If you qualify for pregnancy leave it will be at least 17 weeks long and will end by the later of:

  1. 17 weeks after your pregnancy leave begins (i.e. the date you had started the leave prior to your loss or on the day of your loss); or
  2. 12 weeks after your stillbirth (unless your pregnancy leave started prior to January 1st, 2018 then you would only be entitled to 6 weeks)

If you will be taking pregnancy leave you are required to give your employer written notice within 2 weeks of stopping work, which includes:

  1. The date your pregnancy leave started
  2. If your employer requests it, a certificate from a legally qualified medical practitioner (Midwife, Nurse Practitioner or Physician) stating your expected due date and actual date of your stillbirth.

Employees who take a pregnancy leave have certain rights under the ESA including the right to reinstatement (to have the same or a comparable job when returning to work), the right to be free from penalty, the right to continue to participate in benefit plans, and the right to accumulate time towards their length of employment, service, and seniority.

At this time, employees who have had a stillbirth more than 17 weeks before their due date (approx. 23 weeks or less pregnant) are not entitled to pregnancy or parental leave. If you do not qualify for pregnancy leave you and/or your partner may be entitled to the ESA personal emergency leave (PEL), which provides 10 days of job-protected leave each calendar year due to illness, injury, death, and certain emergencies and urgent matters.

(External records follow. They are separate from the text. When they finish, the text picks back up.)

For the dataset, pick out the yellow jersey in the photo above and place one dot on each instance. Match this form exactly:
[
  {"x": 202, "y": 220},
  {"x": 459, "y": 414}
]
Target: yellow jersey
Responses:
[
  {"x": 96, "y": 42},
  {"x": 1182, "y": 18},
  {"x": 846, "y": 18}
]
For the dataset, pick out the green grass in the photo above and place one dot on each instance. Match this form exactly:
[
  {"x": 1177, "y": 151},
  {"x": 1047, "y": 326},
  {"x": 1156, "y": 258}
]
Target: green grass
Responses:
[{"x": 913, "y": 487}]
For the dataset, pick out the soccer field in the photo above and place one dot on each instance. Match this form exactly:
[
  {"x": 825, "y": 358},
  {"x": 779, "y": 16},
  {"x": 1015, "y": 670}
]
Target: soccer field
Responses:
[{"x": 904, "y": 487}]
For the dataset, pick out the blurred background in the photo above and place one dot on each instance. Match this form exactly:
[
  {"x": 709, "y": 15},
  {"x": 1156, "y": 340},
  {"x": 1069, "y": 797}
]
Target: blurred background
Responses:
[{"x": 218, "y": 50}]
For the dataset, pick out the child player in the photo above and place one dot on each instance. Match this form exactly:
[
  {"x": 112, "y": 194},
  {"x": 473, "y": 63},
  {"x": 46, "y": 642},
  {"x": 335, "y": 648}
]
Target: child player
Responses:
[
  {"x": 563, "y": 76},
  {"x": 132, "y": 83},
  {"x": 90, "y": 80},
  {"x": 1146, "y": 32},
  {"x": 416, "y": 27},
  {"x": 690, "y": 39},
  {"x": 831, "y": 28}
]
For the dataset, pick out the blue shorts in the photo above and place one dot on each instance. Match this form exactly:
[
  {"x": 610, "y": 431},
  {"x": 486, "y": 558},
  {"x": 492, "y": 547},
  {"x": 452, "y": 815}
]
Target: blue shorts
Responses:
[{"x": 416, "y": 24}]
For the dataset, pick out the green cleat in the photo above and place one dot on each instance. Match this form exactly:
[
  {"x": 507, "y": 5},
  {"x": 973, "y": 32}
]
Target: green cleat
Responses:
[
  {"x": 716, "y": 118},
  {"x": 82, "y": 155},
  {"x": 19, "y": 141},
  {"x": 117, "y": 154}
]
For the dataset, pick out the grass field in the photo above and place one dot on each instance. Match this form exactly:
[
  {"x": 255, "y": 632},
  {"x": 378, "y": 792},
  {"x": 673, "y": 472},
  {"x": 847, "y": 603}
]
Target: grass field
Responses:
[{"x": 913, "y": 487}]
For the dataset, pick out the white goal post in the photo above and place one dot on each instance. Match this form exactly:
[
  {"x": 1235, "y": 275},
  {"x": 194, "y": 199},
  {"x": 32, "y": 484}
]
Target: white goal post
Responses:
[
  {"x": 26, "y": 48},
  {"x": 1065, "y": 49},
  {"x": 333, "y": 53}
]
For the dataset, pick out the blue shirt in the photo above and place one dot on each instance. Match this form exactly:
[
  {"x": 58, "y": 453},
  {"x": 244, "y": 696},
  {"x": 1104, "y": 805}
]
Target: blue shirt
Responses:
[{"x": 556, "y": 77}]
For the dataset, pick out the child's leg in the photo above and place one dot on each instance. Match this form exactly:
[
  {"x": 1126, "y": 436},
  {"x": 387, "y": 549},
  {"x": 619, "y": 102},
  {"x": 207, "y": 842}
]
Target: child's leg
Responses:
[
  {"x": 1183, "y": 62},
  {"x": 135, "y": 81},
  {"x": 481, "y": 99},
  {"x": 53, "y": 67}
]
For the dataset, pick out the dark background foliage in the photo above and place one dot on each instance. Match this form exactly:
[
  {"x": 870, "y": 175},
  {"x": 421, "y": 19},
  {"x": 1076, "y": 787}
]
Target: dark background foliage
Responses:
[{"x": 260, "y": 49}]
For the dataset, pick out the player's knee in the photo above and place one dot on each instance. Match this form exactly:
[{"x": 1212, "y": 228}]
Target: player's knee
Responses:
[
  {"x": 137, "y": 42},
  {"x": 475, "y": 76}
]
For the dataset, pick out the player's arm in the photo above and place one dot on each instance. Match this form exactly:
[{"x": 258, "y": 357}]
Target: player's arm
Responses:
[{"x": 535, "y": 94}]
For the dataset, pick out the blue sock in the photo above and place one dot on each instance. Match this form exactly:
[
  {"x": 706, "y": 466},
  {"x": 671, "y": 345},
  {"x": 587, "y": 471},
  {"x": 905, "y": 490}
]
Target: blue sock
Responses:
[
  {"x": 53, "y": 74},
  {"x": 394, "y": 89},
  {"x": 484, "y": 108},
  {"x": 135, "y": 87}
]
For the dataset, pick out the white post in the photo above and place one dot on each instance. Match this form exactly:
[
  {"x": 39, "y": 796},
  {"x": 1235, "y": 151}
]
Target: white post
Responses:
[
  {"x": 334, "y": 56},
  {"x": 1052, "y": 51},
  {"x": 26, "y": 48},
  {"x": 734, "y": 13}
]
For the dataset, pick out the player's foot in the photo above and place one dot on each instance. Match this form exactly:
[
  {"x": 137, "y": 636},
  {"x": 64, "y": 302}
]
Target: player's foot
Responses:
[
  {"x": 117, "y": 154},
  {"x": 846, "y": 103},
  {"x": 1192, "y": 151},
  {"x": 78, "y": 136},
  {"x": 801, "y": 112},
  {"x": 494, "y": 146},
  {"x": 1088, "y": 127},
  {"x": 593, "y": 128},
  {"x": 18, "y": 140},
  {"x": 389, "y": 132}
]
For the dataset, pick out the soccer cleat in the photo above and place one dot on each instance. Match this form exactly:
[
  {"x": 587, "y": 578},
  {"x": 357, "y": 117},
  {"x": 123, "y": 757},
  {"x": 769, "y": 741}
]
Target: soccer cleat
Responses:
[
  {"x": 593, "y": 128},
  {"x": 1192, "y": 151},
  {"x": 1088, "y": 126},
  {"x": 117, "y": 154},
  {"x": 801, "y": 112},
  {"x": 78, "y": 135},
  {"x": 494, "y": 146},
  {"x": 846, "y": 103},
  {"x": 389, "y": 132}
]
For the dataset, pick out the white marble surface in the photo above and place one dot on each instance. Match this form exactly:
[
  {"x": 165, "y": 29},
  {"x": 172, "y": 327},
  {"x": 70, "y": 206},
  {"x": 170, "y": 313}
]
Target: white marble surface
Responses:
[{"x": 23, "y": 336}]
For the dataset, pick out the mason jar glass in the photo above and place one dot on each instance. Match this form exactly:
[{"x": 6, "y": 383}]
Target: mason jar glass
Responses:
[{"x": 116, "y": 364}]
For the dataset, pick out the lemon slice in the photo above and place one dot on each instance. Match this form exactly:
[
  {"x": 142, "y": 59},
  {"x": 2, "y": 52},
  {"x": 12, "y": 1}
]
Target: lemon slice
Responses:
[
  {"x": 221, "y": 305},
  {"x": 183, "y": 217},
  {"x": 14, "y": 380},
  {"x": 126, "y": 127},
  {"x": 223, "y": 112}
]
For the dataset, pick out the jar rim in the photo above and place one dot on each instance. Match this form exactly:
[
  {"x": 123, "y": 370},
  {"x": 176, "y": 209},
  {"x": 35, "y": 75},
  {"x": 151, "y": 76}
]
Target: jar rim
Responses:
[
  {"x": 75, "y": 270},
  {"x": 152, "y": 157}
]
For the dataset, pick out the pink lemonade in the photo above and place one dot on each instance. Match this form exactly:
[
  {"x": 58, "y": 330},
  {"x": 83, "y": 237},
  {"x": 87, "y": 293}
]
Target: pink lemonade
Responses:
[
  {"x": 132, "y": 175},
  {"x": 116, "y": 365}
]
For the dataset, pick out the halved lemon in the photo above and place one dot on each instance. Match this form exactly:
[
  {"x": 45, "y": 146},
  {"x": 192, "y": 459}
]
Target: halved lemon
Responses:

Other Types of Leave/Time Off

In addition to EI benefits and ESA entitlements you may be eligible for time off, with or without pay, based on your employer’s policies. Options that may be available to support your time away from work include sick time, short-term disability (STD), and long-term disability (LTD). Again, this will depend on your particular workplace policies and insurance plan. Your employer might also decide to provide you with time off due to unforeseen or exceptional circumstances, which may not be fully represented within their existing policies. Asking your HR representative or a social worker to help you explore these options is a good place to start.